New research from the University of Georgia reveals that both the type of involvement—caregiving versus play—and the timing—workday versus non-workday—have an impact on the quality of the early father-child relationship.
The study by Geoffrey Brown, published in the Journal of Family Psychology, reveals that fathers who choose to spend time with their children on non-workdays are developing a stronger relationship with them, and play activities seem particularly important, even after taking into account the quality of fathers’ parenting.
“Fathers who make the choice to devote their time on non-workdays to engaging with their children directly seem to be developing the best relationships,” said Brown, assistant professor in the UGA College of Family and Consumer Sciences. “And on those non-workdays, pursuing activities that are child-centered, or fun for the child, seems to be the best predictor of a good father-child relationship.”
However, fathers who spend lots of time helping out with childcare-related tasks on workdays are developing the best relationships with their children. And men who engage in high levels of play with their children on workdays actually have a slightly less secure attachment relationship with them.
“It’s a complicated story, but I think this reflects differences in these contexts of family interaction time on workdays versus non-workdays,” Brown said. “The most important thing on a workday, from the perspective of building a good relationship with your children, seems to be helping to take care of them.”

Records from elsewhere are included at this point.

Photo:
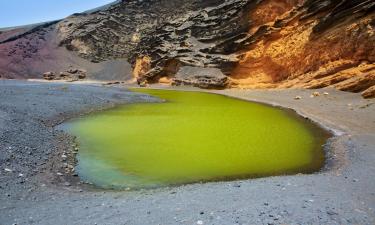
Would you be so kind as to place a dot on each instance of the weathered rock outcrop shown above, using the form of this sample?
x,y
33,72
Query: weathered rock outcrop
x,y
250,43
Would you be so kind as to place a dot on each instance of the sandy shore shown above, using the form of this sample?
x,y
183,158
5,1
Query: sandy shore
x,y
31,192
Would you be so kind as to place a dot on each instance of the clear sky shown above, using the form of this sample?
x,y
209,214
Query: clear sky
x,y
23,12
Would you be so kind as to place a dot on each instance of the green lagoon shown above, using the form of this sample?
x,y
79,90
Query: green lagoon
x,y
193,137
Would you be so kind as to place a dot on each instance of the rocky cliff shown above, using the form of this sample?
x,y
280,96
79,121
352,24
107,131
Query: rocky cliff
x,y
210,44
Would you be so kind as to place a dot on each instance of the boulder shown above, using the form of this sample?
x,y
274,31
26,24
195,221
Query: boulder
x,y
208,78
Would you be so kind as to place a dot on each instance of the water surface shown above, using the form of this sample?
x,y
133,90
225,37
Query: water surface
x,y
193,137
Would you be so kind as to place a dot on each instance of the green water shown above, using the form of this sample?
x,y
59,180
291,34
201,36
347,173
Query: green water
x,y
193,137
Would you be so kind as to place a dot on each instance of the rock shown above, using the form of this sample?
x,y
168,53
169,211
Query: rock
x,y
201,77
369,92
49,76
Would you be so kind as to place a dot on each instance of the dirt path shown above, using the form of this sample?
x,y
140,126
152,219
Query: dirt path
x,y
344,193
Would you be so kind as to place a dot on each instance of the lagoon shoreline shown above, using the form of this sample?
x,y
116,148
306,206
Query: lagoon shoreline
x,y
342,193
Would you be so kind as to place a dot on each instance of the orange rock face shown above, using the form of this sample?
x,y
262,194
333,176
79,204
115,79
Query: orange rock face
x,y
142,66
296,55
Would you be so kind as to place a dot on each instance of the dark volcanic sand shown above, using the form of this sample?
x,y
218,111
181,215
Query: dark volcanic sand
x,y
343,193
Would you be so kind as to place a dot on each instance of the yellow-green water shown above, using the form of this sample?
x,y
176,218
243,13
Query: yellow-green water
x,y
193,137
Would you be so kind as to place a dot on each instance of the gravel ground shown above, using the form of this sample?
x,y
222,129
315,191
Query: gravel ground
x,y
33,192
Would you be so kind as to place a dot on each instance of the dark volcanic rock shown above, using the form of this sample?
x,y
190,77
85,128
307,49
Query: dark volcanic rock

In early childhood, the most common way to conceptualize the parent-child relationship is the attachment relationship, according to Brown. Children form an emotional bond with their caregivers, and it serves a purpose by keeping them safe, providing comfort and security, and modeling how relationships should work.
Decades of research have focused on mother-child attachment security, but there’s much less research on the father-child relationship and how a secure attachment relationship is formed.
For this study, Brown and his colleagues worked with 80 father-child pairs when the children were about 3 years old. The team conducted interviews and observed father-child interaction in the home, shooting video that was evaluated off-site and assigned a score indicating attachment security.
“We’re trying to understand the connection between work life and family life and how fathers construct their role. It’s clear that there are different contexts of family time,” Brown said. “Relying too much on play during workdays, when your child/partner needs you to help out with caregiving, could be problematic. But play seems more important when there’s more time and less pressure.
“Ultimately, fathers who engage in a variety of parenting behaviors and adjust their parenting to suit the demands and circumstances of each individual day are probably most likely to develop secure relationships with their children.”